3. If $N^2 w \ne 0$, then $N w$ and $N^2 w$ are linearly independent vectors in the two-dimensional space ${\mathscr N}(N^2)$. The second and third equations say $w$ is orthogonal to those two vectors, and therefore to all of ${\mathscr N}(N^2)$. The orthogonal complement of ${\mathscr N}(N^2)$ is one-dimensional, and again has two unit vectors.

Putting these together, we have $6$ solutions.

However, the solutions are not necessarily of the form you gave. For a random example, try $$N = \pmatrix{4 & 8 & -4\cr 1 & 2 & -16\cr 1 & 2 & -6\cr}$$ The six solutions are $$ \pm \pmatrix{1/\sqrt{41}\cr 2/\sqrt{41}\cr -6/\sqrt{41}}, \ \pm \pmatrix{6/\sqrt{205}\cr 12/\sqrt{205}\cr 5/\sqrt{205}}, \ \pm \pmatrix{2/\sqrt{5} \cr 1/\sqrt{5}\cr 0} $$ But $$ N \pmatrix{ 1/\sqrt{41}\cr 2/\sqrt{41}\cr -6/\sqrt{41}} = \pmatrix{44/\sqrt{41}\cr 101/\sqrt{41}\cr \sqrt{41}\cr}$$ which is not a solution.

More generally, consider an $n \times n$ matrix $N$ over $\mathbb R$ that is nilpotent of degree $n$, i.e. $N^n = 0$ but $N^{n-1} \ne 0$. Then $\mathscr N(N^j)$ is $j$-dimensional for $1 \le j \le n-1$. Suppose $w$ is a unit vector with $w^T N^j w = 0$ for $j = 1 \ldots n-1$.
There are $n$ cases, corresponding to $k = 1 \ldots n$. I claim that for each such $k$, there are two solutions where $N^k w = 0$ but $N^{k-1} w \ne 0$. Thus there are $2n$ solutions in all.

Proof of claim: If $N^k w = 0$ but $N^{k-1} w \ne 0$, we certainly have $w^T N^j w = 0$ for $j \ge k$. The $k-1$ vectors $ Nw,\; \ldots N^{k-1} w$ are linearly independent members of ${\mathscr N}(N^{k-1})$, so they form a basis of that $k-1$-dimensional space.
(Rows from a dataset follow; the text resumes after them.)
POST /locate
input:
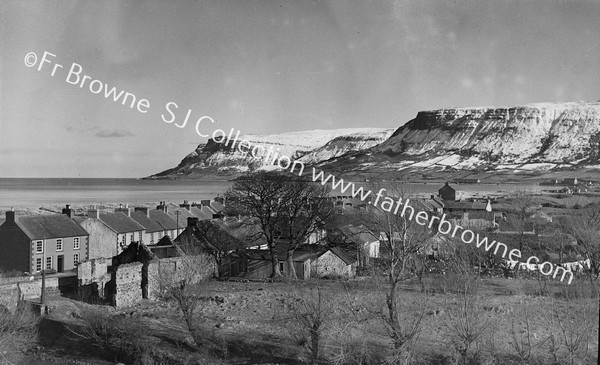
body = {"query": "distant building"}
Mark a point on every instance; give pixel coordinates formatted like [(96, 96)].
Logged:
[(447, 193), (333, 262), (467, 181), (110, 233), (157, 224), (51, 241), (357, 239)]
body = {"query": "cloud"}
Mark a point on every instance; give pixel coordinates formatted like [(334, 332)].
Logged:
[(467, 83), (113, 133)]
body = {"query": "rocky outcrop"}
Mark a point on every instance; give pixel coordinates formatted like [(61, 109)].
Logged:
[(537, 137), (348, 143), (213, 157)]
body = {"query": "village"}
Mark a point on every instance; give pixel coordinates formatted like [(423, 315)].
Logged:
[(66, 246), (139, 259)]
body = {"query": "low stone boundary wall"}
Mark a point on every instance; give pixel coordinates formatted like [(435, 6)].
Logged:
[(125, 286)]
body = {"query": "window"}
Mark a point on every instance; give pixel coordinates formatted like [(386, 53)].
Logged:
[(39, 247)]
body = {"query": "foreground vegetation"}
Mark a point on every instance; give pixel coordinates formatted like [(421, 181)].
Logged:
[(479, 321)]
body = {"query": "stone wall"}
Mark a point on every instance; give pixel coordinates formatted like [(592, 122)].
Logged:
[(32, 289), (9, 296), (191, 269), (161, 273), (329, 264), (128, 281)]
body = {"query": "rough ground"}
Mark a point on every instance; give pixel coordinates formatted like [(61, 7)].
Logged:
[(251, 322)]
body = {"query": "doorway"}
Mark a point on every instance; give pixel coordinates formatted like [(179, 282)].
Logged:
[(60, 263)]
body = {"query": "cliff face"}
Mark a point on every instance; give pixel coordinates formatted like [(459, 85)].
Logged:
[(537, 136), (354, 142), (213, 157)]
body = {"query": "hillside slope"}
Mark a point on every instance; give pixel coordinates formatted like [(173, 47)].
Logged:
[(216, 158), (536, 137)]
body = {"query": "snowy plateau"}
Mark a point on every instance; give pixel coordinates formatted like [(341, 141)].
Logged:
[(535, 138)]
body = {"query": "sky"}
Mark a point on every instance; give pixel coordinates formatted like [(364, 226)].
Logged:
[(266, 67)]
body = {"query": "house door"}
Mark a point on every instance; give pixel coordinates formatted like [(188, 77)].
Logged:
[(60, 263)]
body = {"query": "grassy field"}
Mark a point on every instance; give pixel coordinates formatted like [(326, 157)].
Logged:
[(262, 323)]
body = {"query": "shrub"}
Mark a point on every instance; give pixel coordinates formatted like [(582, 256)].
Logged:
[(18, 331), (119, 340)]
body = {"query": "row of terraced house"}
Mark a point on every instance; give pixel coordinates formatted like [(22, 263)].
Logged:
[(58, 242)]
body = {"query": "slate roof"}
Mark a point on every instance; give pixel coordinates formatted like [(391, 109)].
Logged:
[(150, 224), (50, 226), (184, 214), (343, 254), (217, 207), (465, 205), (164, 219), (202, 215), (120, 223), (299, 255), (359, 235)]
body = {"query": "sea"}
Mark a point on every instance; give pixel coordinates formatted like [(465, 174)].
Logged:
[(52, 192)]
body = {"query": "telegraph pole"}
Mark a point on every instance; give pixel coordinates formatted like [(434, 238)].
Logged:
[(43, 271)]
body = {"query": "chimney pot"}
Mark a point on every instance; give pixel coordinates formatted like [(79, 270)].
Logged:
[(10, 216), (192, 221)]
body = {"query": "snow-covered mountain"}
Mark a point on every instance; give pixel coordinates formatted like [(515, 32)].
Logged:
[(366, 138), (213, 157), (532, 137)]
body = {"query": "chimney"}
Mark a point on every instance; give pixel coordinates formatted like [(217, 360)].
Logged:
[(10, 216), (192, 221), (126, 210), (163, 206), (68, 211), (93, 213), (186, 205), (145, 210)]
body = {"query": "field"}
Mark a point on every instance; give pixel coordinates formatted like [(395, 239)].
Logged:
[(261, 322)]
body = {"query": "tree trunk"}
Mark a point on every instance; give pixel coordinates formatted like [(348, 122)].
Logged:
[(393, 316), (314, 337), (290, 263), (274, 262)]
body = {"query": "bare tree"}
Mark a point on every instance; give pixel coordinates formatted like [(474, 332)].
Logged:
[(403, 243), (257, 197), (306, 211), (313, 313), (179, 283), (586, 230), (286, 208), (212, 237)]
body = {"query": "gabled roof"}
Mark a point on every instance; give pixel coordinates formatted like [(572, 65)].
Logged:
[(150, 224), (465, 205), (120, 223), (343, 254), (182, 216), (38, 227), (165, 221), (359, 235), (217, 207), (202, 214)]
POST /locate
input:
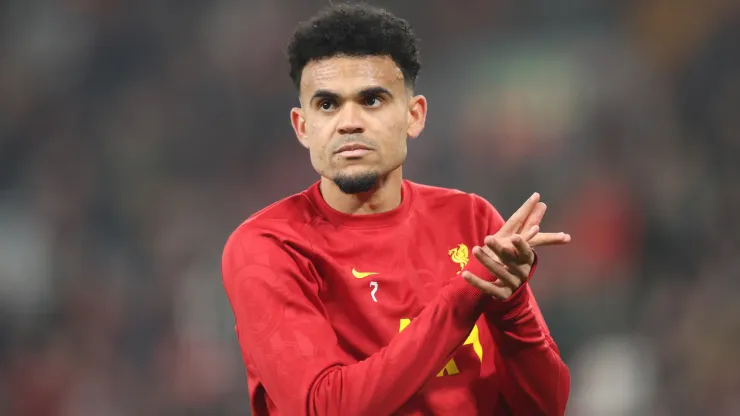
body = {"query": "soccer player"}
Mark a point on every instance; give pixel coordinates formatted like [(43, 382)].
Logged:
[(359, 296)]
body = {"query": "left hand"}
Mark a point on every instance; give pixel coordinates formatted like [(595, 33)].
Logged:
[(508, 254)]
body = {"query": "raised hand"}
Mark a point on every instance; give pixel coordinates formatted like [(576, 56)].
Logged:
[(508, 254)]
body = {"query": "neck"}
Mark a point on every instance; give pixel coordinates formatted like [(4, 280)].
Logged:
[(385, 196)]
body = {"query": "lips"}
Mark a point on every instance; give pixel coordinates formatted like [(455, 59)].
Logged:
[(352, 146)]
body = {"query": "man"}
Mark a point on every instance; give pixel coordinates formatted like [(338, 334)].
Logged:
[(358, 296)]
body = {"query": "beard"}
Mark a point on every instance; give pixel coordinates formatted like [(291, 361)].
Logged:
[(355, 184)]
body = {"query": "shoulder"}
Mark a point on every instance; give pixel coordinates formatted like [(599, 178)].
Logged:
[(451, 199), (272, 231)]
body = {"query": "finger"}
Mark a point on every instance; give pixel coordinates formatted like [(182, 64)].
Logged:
[(505, 252), (488, 288), (549, 239), (490, 253), (524, 250), (499, 270), (515, 222), (530, 232), (535, 217)]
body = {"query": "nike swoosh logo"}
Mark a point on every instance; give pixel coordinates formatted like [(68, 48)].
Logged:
[(362, 275)]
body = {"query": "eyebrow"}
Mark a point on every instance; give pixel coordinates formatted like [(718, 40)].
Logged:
[(330, 95)]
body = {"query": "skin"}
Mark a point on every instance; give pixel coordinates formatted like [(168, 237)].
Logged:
[(361, 100), (365, 100)]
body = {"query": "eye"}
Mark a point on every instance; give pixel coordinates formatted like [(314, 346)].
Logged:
[(373, 101), (326, 105)]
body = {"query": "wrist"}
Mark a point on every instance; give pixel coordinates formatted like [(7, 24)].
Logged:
[(510, 307)]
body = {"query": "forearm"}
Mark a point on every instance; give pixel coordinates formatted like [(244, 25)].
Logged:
[(536, 380)]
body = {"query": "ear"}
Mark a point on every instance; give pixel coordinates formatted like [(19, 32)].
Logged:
[(299, 125), (417, 115)]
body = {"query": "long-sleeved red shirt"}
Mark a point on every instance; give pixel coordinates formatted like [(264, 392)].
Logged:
[(352, 315)]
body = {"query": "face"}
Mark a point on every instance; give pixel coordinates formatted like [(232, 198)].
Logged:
[(355, 117)]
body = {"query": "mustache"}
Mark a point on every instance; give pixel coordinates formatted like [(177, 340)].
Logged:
[(354, 138)]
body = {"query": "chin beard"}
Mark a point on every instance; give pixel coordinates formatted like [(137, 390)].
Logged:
[(356, 184)]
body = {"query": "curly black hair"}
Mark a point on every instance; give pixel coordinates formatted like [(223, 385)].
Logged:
[(354, 30)]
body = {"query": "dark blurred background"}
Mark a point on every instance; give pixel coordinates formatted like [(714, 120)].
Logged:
[(136, 135)]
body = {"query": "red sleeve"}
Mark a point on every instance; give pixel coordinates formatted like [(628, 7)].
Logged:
[(287, 340), (535, 380)]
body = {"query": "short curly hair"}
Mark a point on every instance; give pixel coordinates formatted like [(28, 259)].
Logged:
[(354, 30)]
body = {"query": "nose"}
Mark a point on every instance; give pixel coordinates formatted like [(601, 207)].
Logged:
[(350, 119)]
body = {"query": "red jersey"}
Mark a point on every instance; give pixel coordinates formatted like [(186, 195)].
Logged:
[(350, 315)]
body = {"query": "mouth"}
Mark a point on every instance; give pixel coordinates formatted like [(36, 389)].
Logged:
[(353, 150)]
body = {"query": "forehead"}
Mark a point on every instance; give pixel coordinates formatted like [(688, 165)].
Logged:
[(348, 73)]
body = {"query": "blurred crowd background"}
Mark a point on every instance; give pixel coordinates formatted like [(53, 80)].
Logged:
[(135, 135)]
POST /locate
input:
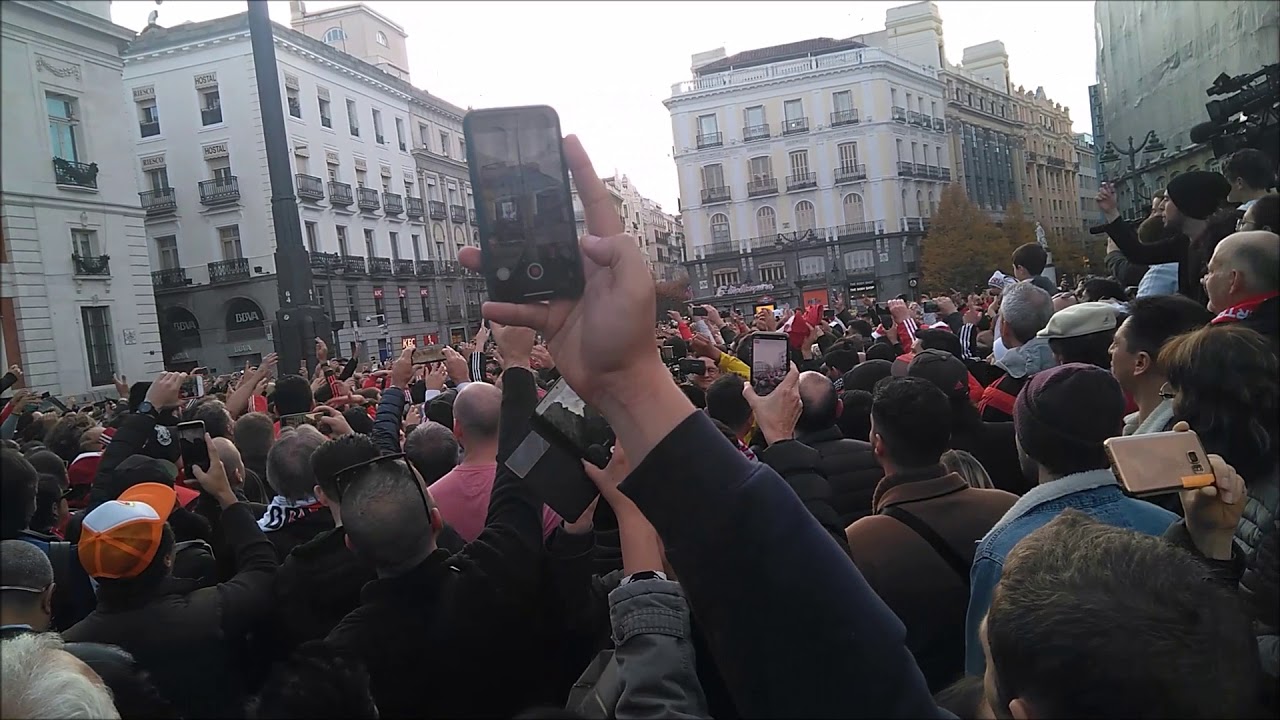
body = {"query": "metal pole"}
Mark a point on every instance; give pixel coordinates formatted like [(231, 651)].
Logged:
[(298, 320)]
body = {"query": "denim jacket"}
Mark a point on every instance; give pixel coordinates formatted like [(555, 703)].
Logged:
[(1093, 492)]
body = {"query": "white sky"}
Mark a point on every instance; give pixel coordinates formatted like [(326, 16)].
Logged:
[(606, 67)]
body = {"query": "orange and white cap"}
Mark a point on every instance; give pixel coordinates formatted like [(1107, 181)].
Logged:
[(120, 537)]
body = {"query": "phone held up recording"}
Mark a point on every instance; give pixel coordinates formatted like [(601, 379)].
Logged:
[(524, 204)]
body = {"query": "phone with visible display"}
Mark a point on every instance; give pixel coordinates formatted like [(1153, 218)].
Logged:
[(768, 361), (524, 204), (1159, 463), (191, 443)]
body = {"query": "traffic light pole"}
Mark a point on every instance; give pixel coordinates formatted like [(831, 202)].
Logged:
[(298, 320)]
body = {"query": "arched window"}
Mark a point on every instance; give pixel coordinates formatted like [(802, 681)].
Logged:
[(766, 222), (805, 215), (854, 210), (720, 228)]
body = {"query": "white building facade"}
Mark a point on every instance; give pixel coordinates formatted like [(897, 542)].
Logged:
[(366, 210), (76, 302)]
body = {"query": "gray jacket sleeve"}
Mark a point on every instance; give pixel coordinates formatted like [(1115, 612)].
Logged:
[(654, 654)]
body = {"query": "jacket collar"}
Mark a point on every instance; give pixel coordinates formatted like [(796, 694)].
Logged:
[(914, 486), (1055, 490)]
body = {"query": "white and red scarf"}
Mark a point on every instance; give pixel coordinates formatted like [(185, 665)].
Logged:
[(1242, 310)]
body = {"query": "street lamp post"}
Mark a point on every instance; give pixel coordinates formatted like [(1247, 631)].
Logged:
[(1111, 154)]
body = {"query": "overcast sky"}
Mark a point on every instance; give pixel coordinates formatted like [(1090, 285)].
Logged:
[(606, 67)]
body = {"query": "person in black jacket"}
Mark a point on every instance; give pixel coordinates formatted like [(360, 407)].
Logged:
[(848, 464)]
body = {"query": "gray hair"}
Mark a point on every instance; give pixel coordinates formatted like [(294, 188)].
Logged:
[(1025, 309), (288, 464), (41, 679), (433, 450)]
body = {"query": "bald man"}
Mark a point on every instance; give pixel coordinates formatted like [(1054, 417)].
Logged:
[(462, 493), (1243, 282)]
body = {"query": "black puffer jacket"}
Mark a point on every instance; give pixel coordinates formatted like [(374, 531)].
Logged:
[(850, 469)]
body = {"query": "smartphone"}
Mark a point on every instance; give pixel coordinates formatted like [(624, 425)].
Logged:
[(1159, 463), (191, 442), (768, 361), (524, 204)]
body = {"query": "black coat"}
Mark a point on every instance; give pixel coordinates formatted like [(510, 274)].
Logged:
[(850, 469)]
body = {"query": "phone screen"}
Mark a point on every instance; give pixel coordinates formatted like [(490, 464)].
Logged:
[(768, 361), (191, 442), (528, 232)]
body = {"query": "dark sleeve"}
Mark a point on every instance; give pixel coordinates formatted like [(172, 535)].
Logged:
[(246, 597), (1164, 250), (387, 422), (791, 624), (799, 466)]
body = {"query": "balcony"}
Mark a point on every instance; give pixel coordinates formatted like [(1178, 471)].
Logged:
[(68, 173), (159, 201), (414, 206), (795, 126), (310, 187), (850, 173), (711, 140), (172, 278), (366, 199), (92, 264), (219, 191), (714, 195), (353, 265), (228, 270), (339, 194), (844, 118)]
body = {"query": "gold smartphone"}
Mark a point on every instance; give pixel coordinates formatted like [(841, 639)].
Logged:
[(1160, 463)]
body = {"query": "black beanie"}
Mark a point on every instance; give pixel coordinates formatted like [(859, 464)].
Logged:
[(1198, 194)]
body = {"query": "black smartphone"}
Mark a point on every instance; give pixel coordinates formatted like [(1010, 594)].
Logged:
[(191, 443), (524, 204), (768, 361)]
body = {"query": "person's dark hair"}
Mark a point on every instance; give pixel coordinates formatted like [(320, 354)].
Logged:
[(18, 487), (1096, 290), (132, 689), (1089, 620), (726, 404), (1031, 256), (913, 418), (315, 682), (1252, 167), (855, 418), (1226, 382), (293, 395), (1156, 319)]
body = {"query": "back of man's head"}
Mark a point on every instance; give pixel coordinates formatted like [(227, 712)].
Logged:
[(1024, 310), (288, 464), (819, 402), (1091, 620), (725, 402), (433, 450), (476, 411), (910, 422)]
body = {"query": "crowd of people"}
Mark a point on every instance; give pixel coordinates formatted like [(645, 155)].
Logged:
[(919, 520)]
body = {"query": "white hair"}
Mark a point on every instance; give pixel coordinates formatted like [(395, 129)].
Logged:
[(40, 679)]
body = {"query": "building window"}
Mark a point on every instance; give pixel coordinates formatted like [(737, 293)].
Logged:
[(63, 126), (725, 277), (97, 345), (228, 238)]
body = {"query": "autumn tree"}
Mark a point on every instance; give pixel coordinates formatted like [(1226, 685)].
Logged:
[(963, 246)]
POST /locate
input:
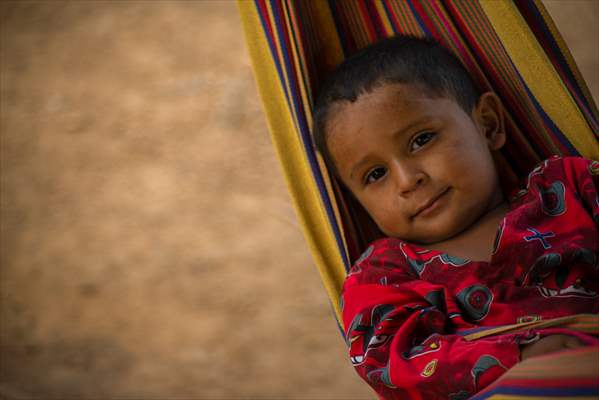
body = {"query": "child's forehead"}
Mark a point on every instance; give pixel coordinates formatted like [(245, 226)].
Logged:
[(388, 97)]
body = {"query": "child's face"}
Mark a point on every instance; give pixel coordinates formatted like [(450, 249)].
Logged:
[(419, 164)]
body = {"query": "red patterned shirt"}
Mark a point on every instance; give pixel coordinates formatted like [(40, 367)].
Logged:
[(406, 308)]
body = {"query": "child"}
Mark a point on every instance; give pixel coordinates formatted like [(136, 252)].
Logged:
[(403, 127)]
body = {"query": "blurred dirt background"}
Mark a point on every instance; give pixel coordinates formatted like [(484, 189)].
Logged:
[(148, 247)]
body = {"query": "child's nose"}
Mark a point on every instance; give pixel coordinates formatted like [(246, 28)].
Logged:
[(408, 178)]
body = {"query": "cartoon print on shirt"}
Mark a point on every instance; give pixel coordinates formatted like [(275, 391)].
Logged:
[(541, 237), (553, 279), (418, 260), (553, 199), (382, 375), (429, 345), (364, 335), (461, 395), (482, 365), (498, 236), (585, 256), (475, 301)]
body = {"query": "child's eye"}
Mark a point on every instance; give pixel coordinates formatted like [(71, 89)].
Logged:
[(374, 175), (421, 139)]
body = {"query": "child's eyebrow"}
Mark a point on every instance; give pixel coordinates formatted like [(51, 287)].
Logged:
[(399, 132)]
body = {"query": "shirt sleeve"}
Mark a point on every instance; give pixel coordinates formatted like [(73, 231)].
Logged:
[(584, 174), (400, 335)]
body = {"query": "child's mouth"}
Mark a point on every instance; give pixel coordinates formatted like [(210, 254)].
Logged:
[(431, 206)]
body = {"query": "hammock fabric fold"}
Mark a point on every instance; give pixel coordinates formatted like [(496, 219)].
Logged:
[(510, 47)]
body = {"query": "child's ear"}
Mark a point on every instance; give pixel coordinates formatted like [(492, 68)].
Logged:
[(488, 114)]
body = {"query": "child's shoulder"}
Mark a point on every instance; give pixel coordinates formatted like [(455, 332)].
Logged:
[(384, 256)]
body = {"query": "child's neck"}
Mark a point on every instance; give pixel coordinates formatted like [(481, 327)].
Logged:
[(476, 242)]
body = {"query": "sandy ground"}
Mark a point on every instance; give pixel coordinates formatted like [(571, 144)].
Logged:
[(148, 247)]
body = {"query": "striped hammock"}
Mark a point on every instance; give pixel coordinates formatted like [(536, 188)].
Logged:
[(509, 46)]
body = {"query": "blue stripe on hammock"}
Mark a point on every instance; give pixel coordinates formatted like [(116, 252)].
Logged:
[(556, 132), (415, 13), (271, 45), (302, 127), (342, 37), (557, 54)]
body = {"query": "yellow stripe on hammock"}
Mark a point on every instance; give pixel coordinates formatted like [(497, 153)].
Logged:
[(304, 190), (540, 76)]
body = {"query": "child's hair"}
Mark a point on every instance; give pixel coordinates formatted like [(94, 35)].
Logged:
[(399, 59)]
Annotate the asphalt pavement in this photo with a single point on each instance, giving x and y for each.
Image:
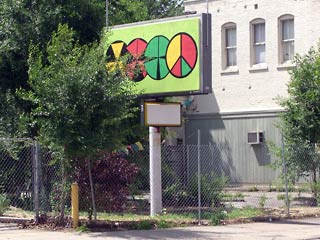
(307, 229)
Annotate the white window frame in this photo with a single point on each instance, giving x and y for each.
(225, 47)
(283, 42)
(255, 44)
The equations $w^T N^j w$ then say that $w$ is orthogonal to ${\mathscr N}(N^{k-1})$. Thus $w$ is a unit vector in a one-dimensional space, the orthogonal complement of ${\mathscr N}(N^{k-1})$ in ${\mathscr N}(N^{k})$, and there are exactly two of these.